Yesterday’s numbers for North Carolina were Obama/Clinton, 50/34. Today it’s 46/37.
Obama leads in all age groups with one exception – those age 70 and older, where the two are essentially tied. But Clinton closed the gap in some age groups, compared to yesterday’s two-day tracking report.
Clinton expanded her lead among white voters in North Carolina, and narrowed the gap among African American voters, where Obama leads by a 73% to 10% margin. Among men, Obama leads 50% to 35% – an improvement for Clinton – and he continues to lead among women voters as well – winning 43% support to Clinton’s 39% backing, largely on the strength of support for Obama from African American women.
And Indiana numbers show Obama gaining one point. Today it’s Obama/Clinton, 43/42, up from 42/42 yesterday.
Clinton holds an edge among Catholic and Protestant voters, and among older voters, as she has in other states that have voted earlier this year. Obama leads among younger voters and among a key middle-age demographic – those age 35 to 54. This was a group that went for Clinton in the recent Pennsylvania primary, helping to propel her to the 10-point win she enjoyed there.
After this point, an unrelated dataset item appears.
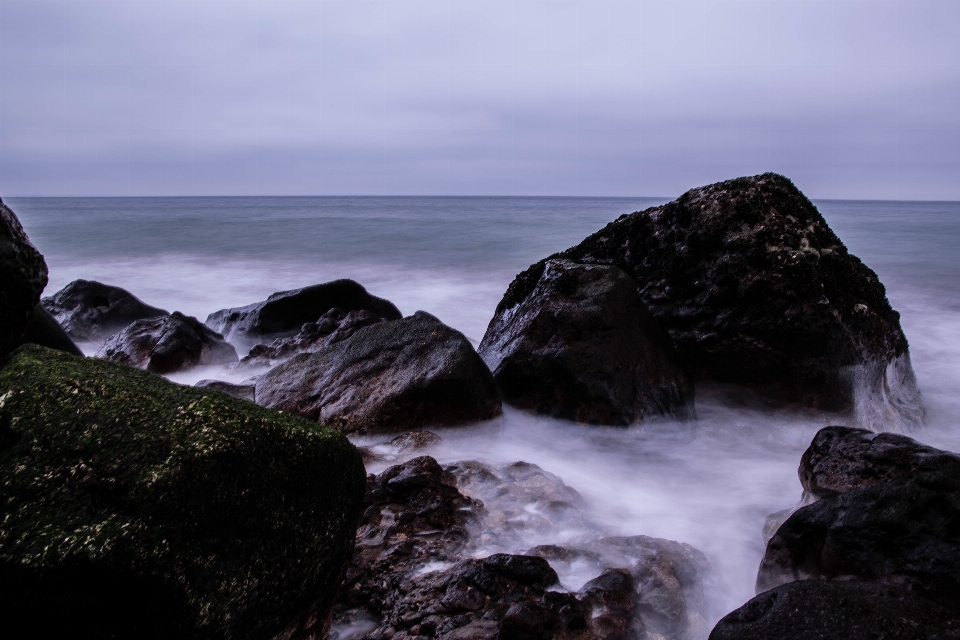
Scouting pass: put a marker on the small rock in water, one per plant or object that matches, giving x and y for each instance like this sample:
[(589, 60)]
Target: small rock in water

Obama continues to lead in northern Indiana, a large section of which is influenced by Obama’s hometown Chicago media market, and in Indianapolis. In the southern half of the state, which features a population much like that of Ohio next door, Clinton enjoys a double-digit lead. Obama enjoys an 11-point lead among Indiana men, while Clinton leads by seven points among women. Clinton easily won Ohio in the Democratic Party presidential primary on March 4.